Throughout this paper,the following notations are used. $\left\| \cdot \right\|$ is the Euclidean norm of a vector. $A^{\rm T}$ means the transpose of the matrix $A$. $I_n$ denotes the identity matrix with dimension $n$. $ \otimes $ represents the Kronecker product of two matrices.

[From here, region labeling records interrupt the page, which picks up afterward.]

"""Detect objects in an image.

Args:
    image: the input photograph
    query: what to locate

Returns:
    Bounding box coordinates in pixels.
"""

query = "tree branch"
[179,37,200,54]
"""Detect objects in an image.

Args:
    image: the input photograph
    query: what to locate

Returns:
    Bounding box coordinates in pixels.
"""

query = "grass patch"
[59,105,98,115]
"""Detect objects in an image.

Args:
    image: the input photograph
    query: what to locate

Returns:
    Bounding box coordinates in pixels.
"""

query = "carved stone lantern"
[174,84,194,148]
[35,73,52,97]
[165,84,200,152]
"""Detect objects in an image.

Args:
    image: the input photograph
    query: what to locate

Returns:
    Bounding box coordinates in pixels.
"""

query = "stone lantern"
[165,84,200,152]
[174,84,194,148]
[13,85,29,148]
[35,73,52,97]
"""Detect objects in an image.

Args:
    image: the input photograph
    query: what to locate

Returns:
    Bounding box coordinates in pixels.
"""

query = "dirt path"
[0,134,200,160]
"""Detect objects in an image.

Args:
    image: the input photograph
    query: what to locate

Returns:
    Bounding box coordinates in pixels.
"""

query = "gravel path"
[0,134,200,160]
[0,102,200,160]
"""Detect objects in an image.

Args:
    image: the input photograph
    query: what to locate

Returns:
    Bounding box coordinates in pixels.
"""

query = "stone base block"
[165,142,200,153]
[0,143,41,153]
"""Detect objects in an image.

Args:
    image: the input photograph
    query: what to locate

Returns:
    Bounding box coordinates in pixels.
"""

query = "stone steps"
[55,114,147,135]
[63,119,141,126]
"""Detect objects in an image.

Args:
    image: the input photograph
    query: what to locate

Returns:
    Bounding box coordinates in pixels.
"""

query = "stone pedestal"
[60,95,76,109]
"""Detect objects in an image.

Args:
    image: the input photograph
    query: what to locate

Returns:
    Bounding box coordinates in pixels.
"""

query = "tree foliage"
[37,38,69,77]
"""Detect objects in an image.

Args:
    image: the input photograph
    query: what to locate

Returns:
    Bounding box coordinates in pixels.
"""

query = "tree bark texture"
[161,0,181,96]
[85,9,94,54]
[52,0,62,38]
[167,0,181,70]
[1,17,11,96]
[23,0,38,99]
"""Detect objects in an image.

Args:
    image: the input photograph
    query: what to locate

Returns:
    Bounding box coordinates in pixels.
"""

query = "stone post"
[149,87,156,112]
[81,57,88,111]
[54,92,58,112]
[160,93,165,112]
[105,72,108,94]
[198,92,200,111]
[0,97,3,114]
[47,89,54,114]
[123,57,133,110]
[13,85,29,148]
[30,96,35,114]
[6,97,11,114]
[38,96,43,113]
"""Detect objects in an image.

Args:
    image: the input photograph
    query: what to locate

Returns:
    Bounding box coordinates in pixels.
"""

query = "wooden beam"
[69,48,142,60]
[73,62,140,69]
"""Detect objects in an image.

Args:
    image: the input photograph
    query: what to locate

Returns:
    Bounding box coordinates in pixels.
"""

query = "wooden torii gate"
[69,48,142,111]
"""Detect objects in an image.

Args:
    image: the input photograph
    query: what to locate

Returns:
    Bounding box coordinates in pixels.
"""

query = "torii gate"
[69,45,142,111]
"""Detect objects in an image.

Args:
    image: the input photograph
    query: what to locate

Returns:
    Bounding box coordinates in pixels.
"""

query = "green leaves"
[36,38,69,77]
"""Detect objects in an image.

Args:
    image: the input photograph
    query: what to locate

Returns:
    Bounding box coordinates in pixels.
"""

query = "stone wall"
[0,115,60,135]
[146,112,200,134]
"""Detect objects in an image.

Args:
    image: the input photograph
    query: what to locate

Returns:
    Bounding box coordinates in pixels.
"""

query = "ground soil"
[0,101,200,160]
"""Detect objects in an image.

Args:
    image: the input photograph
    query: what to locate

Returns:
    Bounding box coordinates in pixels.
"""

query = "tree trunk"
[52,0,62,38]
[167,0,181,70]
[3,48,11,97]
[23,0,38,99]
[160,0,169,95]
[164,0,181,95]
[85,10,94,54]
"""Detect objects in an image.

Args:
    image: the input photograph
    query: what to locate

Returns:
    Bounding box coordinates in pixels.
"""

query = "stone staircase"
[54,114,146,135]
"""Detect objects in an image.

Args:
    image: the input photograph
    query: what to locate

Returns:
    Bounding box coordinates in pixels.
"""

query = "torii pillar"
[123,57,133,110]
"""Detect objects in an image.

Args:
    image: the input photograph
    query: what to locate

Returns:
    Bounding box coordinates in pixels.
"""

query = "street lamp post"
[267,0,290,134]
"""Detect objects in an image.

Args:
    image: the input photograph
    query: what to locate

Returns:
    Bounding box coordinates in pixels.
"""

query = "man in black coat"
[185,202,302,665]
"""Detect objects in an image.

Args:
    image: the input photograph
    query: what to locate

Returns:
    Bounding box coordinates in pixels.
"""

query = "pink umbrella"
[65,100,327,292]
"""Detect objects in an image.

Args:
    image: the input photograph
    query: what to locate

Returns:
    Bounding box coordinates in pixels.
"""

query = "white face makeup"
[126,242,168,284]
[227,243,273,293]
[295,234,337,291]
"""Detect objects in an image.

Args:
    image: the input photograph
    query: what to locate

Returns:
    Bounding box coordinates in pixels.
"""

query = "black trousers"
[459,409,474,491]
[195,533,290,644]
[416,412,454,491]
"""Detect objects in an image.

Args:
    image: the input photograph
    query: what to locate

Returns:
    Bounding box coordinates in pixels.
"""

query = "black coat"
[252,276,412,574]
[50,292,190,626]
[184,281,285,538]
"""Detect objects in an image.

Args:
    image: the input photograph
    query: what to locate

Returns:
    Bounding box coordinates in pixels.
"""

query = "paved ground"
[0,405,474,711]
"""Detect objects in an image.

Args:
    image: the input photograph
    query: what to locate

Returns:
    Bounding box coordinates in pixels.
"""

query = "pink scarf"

Ⅱ. Preliminaries and notations A. The Definition of Fractional Calculus

The fractional-order integer-differential operator is the generalized concept of an integer-order integer-differential operator,which is denoted by a fundamental operator as follows:

\begin{align} { }_aD_t^q = \begin{cases} \dfrac{{\rm d}^q}{{\rm d}t^q},& R\left( q \right) > 0, \\[3mm] 1,& R\left( q \right) = 0,\\[1mm] \int_a^t {\left( {{\rm d}\tau } \right)} ^{ - q},& R\left( q \right) < 0, \end{cases} \end{align} (1)
where $q$ is the fractional-order calculus operator which can be a complex number,$a$ and $ t $ are the limits of the operation. The commonly used definitions are Grunwald-Letnikov (GL), Riemann-Liouville (RL),and Caputo (C) definitions. In the rest of this paper,the notation $\dfrac{{\rm d}^q}{{\rm d}t^q}$ is chosen as the Caputo fractional derivation operator.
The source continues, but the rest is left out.